Heeft alles met veiligheid te maken. Met een warme sentimentele gevoelswaarde die het zulk een mooie woordkeuze maakt.
In de geborgenheid van het gezin....In de geborgenheid van moeders schoot...
In de geborgenheid van de gevangenis (ironische titel van een boek over de  gevangenisbouw in Nederland)

Vertaalt in het Engels als safety, comfort and security


> De familie Strasberg bood Marilyn ook de geborgenheid van een gezin.
> They opened their home to Marilyn and gave her the comfort and security of a family.


de geborgenheid - Vertaling naar Engels - voorbeelden Nederlands | Reverso Context

... heile Welt vertaalt als intacte wereld, gave wereld.

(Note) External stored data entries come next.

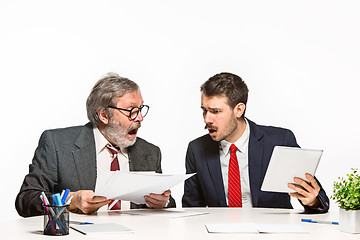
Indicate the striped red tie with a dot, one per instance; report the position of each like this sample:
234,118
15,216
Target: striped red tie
235,199
114,167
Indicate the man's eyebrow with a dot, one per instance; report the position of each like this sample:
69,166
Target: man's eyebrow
132,104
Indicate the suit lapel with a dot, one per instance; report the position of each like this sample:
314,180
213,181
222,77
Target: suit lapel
214,166
256,148
85,158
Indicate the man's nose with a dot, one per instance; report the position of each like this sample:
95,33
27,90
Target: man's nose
139,117
207,118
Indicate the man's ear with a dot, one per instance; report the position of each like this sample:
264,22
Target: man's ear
103,116
239,109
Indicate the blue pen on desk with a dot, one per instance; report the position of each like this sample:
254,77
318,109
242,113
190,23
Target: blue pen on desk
64,196
319,221
80,223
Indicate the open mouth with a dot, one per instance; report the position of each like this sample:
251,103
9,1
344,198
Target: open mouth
212,130
133,132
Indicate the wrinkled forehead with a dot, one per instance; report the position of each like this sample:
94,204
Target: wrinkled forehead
216,102
130,99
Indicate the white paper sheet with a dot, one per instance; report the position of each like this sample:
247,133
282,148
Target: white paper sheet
170,213
254,228
133,186
101,228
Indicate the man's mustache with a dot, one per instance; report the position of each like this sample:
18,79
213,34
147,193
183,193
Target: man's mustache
210,127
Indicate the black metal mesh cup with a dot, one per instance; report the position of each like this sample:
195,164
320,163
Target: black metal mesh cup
56,220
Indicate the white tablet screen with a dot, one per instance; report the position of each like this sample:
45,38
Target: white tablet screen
287,163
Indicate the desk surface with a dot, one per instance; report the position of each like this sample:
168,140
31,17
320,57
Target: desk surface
191,227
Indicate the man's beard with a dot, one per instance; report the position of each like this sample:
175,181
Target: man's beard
116,133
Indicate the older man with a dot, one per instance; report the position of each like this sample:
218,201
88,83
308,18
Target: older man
75,157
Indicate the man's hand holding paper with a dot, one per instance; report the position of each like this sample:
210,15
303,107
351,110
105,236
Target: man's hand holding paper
139,187
157,200
87,202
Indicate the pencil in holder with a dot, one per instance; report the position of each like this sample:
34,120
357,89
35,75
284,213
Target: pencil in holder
56,220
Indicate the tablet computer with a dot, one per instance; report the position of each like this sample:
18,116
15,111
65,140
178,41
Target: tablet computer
287,163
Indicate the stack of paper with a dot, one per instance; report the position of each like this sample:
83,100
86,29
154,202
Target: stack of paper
254,228
133,186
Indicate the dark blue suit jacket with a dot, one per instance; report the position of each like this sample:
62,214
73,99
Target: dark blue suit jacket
206,187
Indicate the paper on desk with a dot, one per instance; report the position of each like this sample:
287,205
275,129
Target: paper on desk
171,213
133,186
254,228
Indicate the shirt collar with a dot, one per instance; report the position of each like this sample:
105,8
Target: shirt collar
241,143
101,142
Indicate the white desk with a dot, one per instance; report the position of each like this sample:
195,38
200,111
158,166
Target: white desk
193,227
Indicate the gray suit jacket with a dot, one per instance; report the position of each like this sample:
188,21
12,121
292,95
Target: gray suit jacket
66,158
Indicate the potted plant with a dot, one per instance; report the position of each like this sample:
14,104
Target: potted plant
346,193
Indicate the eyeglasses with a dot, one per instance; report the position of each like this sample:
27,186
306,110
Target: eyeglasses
134,112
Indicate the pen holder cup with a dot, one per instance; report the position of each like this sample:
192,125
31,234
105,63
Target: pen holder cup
56,220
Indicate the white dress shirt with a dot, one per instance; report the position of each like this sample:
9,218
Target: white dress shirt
242,145
103,162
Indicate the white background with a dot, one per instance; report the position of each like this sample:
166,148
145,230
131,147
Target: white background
300,60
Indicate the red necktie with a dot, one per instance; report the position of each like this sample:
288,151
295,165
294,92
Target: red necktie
235,199
114,167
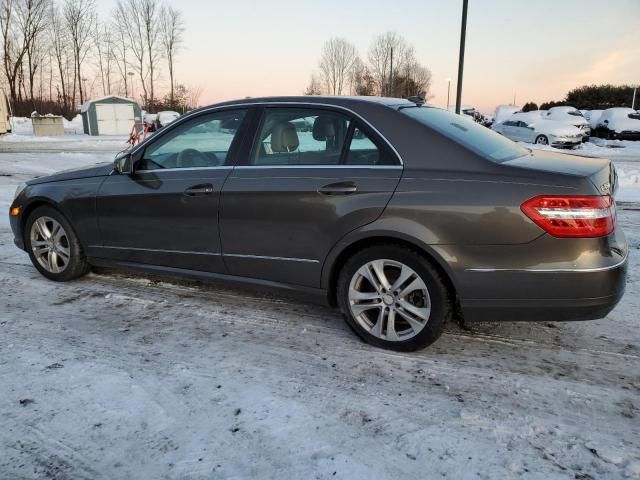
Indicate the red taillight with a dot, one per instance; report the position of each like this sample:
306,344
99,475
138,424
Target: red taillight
572,216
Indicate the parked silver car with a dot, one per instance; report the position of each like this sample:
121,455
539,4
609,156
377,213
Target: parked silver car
531,127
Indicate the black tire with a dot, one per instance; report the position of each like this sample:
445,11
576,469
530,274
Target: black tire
442,305
540,137
77,265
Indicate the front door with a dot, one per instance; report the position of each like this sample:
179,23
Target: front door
314,175
166,212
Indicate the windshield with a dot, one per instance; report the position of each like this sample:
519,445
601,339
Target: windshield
467,133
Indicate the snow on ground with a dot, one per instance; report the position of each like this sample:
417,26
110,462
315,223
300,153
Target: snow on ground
115,376
625,155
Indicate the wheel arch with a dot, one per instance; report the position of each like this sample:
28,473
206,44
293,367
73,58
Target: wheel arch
346,249
33,205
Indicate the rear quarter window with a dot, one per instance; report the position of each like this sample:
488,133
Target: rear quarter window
467,133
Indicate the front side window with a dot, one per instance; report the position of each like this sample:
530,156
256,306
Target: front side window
202,142
467,133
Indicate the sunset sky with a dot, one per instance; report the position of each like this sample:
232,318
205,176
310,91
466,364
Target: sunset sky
537,50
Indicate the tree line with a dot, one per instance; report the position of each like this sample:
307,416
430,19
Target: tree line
56,54
390,69
591,97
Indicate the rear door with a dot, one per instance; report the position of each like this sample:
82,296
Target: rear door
313,176
166,212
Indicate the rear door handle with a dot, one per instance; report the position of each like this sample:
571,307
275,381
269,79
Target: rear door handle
202,189
339,188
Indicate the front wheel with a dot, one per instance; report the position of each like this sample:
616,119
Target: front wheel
392,297
53,245
542,140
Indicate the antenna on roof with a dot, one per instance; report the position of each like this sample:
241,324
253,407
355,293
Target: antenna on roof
417,99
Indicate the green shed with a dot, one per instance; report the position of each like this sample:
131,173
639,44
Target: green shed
110,115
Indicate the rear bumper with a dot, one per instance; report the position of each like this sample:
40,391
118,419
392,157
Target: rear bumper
549,279
552,309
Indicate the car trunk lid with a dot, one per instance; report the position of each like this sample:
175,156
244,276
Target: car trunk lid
600,171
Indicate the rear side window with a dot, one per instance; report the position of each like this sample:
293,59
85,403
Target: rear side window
467,133
315,137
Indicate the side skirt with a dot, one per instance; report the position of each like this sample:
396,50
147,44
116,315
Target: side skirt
307,294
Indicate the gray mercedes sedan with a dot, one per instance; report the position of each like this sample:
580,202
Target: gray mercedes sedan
400,214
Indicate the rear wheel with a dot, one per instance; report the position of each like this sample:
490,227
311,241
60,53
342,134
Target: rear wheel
393,298
53,245
542,140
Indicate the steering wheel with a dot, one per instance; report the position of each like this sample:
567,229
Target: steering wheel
190,157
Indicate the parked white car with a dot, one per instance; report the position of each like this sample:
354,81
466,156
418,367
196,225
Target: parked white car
530,127
503,112
570,116
165,118
593,117
619,123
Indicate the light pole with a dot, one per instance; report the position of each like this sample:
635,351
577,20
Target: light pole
131,81
463,34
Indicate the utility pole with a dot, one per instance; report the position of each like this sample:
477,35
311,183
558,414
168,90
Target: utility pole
391,76
463,34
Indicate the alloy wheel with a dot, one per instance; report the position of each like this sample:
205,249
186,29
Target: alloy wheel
50,244
389,300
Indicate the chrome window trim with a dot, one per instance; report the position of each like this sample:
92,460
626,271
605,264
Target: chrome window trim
186,169
549,270
215,108
341,166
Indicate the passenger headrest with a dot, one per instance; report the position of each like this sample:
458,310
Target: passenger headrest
284,138
324,128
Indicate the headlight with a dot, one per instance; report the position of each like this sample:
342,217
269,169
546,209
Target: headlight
21,187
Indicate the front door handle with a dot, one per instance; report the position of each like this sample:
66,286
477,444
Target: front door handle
201,189
339,188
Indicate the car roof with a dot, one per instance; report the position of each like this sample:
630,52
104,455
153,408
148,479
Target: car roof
394,103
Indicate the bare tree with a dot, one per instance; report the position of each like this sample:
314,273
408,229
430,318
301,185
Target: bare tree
380,53
61,47
139,21
80,21
194,92
314,87
127,16
21,22
149,11
172,28
120,47
35,15
104,42
338,57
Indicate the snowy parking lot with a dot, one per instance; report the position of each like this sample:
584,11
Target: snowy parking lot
118,376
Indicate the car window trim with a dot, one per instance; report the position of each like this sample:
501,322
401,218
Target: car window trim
262,105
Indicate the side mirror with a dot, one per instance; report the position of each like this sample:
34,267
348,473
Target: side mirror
123,164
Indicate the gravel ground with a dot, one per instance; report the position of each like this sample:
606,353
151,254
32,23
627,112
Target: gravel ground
116,376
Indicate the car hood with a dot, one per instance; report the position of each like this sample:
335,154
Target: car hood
552,127
568,119
98,170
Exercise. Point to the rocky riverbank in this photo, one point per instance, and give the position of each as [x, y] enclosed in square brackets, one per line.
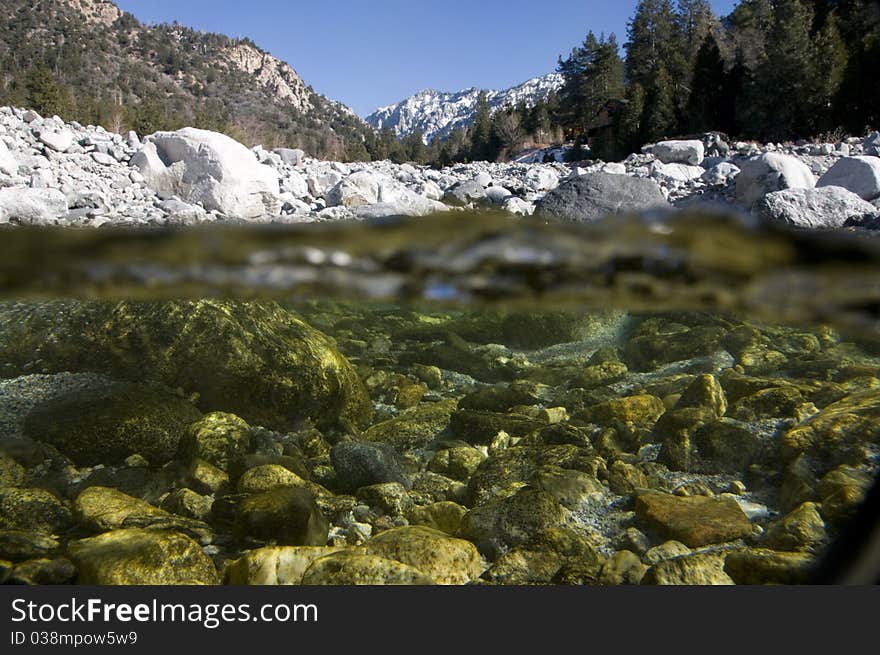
[349, 444]
[52, 172]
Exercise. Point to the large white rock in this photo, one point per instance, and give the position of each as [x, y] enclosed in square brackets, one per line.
[32, 206]
[680, 152]
[59, 140]
[675, 172]
[771, 172]
[210, 168]
[296, 184]
[8, 165]
[823, 207]
[376, 195]
[542, 179]
[861, 175]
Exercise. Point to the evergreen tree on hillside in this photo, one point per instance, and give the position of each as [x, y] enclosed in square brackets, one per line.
[785, 78]
[709, 104]
[44, 94]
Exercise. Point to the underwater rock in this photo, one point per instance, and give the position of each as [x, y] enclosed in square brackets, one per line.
[101, 509]
[512, 521]
[695, 520]
[218, 438]
[802, 529]
[284, 515]
[692, 569]
[35, 510]
[253, 359]
[763, 566]
[445, 559]
[105, 426]
[362, 463]
[133, 556]
[275, 565]
[347, 568]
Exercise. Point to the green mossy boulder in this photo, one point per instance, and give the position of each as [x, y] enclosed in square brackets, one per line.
[134, 556]
[349, 568]
[33, 509]
[284, 515]
[219, 438]
[107, 425]
[445, 559]
[511, 521]
[254, 359]
[694, 520]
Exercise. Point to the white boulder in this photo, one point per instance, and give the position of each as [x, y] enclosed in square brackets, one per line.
[200, 166]
[771, 172]
[680, 152]
[541, 179]
[58, 140]
[823, 207]
[32, 206]
[8, 165]
[861, 175]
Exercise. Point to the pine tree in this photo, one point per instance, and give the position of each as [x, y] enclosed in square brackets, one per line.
[660, 114]
[784, 78]
[709, 105]
[44, 94]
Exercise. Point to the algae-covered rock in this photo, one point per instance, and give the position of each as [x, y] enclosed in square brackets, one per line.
[362, 463]
[521, 566]
[107, 425]
[694, 569]
[57, 571]
[19, 545]
[801, 529]
[445, 559]
[284, 515]
[444, 516]
[275, 565]
[268, 476]
[389, 498]
[839, 433]
[413, 428]
[32, 509]
[511, 521]
[102, 508]
[458, 463]
[253, 359]
[642, 409]
[764, 566]
[219, 438]
[345, 568]
[693, 520]
[480, 427]
[11, 472]
[133, 556]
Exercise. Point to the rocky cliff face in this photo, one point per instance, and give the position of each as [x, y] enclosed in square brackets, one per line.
[436, 113]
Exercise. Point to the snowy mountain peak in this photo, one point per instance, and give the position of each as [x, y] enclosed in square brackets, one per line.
[437, 113]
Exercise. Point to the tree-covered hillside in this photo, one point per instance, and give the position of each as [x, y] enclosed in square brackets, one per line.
[86, 60]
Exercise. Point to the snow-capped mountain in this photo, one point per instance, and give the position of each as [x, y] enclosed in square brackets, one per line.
[435, 113]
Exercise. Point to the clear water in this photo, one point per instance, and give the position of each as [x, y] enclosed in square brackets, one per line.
[650, 399]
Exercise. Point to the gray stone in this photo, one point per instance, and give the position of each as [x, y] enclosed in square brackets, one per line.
[861, 175]
[595, 195]
[824, 207]
[209, 168]
[771, 172]
[680, 152]
[31, 206]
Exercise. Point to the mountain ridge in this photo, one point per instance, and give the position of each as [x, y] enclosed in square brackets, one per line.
[437, 113]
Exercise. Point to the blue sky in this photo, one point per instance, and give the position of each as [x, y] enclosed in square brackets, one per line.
[369, 53]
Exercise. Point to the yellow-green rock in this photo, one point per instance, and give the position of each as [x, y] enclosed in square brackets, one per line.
[133, 556]
[445, 559]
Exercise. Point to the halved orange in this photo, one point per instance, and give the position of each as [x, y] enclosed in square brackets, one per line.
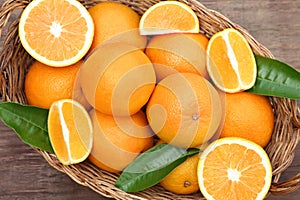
[230, 61]
[234, 168]
[70, 131]
[56, 32]
[169, 17]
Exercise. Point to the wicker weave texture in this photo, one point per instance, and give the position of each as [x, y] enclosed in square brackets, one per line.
[14, 63]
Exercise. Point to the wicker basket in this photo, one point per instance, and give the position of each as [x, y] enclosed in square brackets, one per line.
[14, 63]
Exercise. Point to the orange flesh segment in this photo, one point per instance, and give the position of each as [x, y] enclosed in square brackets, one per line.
[245, 62]
[164, 18]
[39, 40]
[223, 70]
[57, 140]
[78, 147]
[245, 161]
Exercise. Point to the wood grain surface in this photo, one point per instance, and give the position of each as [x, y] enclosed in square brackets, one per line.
[275, 23]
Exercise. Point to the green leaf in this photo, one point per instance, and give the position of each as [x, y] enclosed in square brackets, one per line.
[29, 122]
[275, 78]
[152, 166]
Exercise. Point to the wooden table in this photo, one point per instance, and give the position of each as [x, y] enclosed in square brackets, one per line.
[25, 175]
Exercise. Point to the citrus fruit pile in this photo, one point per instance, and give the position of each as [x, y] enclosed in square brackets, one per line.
[114, 82]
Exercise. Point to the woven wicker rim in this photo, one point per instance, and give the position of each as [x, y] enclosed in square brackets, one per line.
[14, 63]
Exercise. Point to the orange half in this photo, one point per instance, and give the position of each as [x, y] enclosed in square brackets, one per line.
[234, 168]
[230, 61]
[56, 32]
[169, 17]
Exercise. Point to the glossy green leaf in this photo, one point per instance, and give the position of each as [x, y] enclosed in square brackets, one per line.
[29, 122]
[152, 166]
[275, 78]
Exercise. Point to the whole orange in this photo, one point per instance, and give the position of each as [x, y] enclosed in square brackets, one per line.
[184, 110]
[117, 79]
[249, 116]
[117, 141]
[45, 84]
[185, 52]
[115, 21]
[183, 179]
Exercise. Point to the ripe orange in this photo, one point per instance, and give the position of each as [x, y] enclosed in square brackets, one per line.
[230, 61]
[118, 140]
[70, 131]
[56, 32]
[45, 84]
[248, 116]
[117, 22]
[184, 110]
[117, 79]
[234, 168]
[169, 17]
[183, 179]
[178, 53]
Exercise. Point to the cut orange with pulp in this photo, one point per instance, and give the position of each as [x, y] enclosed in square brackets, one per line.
[234, 168]
[169, 17]
[230, 61]
[56, 32]
[70, 131]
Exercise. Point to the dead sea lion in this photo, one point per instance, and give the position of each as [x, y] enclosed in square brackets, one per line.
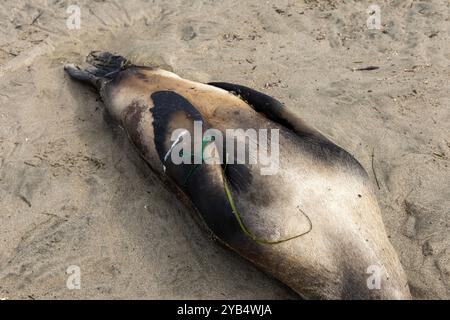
[315, 224]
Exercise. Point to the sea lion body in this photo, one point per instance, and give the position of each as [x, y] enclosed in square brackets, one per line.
[319, 191]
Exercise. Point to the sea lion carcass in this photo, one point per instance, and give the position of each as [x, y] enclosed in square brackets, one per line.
[319, 191]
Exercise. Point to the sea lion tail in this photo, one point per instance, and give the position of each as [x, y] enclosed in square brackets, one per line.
[104, 66]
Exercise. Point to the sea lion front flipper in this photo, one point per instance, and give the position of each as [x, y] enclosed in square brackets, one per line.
[271, 108]
[202, 183]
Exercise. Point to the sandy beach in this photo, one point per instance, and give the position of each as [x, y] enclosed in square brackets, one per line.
[74, 192]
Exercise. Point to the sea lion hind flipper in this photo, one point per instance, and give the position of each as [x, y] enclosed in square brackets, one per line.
[103, 66]
[271, 108]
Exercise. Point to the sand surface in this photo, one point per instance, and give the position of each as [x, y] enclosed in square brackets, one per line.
[74, 192]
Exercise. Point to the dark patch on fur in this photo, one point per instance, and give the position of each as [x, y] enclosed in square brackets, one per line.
[131, 119]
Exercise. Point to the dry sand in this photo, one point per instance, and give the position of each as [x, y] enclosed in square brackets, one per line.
[73, 192]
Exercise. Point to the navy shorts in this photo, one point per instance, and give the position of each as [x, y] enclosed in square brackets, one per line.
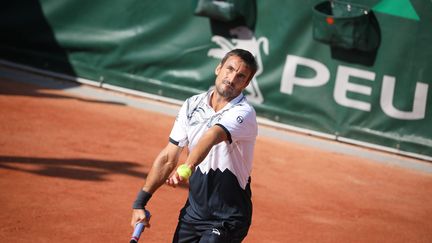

Hallo, Wordspin 18, welkom.


----------



## Wordspin18

Hallo, eno2.

Bedankt voor het welkom. (Hier in Italie kan men "benvenuto!" beantwoorden met "bentrovato!", ik vraag me af of dat ook op de Canarische Eilanden het gebruik is, als mijn geheugen me niet verraadt heb ik ooit zoiets op een bandje van een taalcursus hedendaags Hebreeuws gehoord.)

Heel veel dank met name ook voor de haarscherpe toelichting.  

"*DVD online:*
ge·bor·gen bijvoeglijk naamwoord • geborgener, geborgenstvoltooid deelwoord van bergen 1 in veiligheid •hij is geborgenhoeft (in de toekomst) voor zijn brood niet meer te vrezen •zich geborgen voelen, weten beschut, veilig voor hetgeen kan bedreigen"   (Kon het citaat niet via de Quote-button in deze post krijgen, dan maar manually.)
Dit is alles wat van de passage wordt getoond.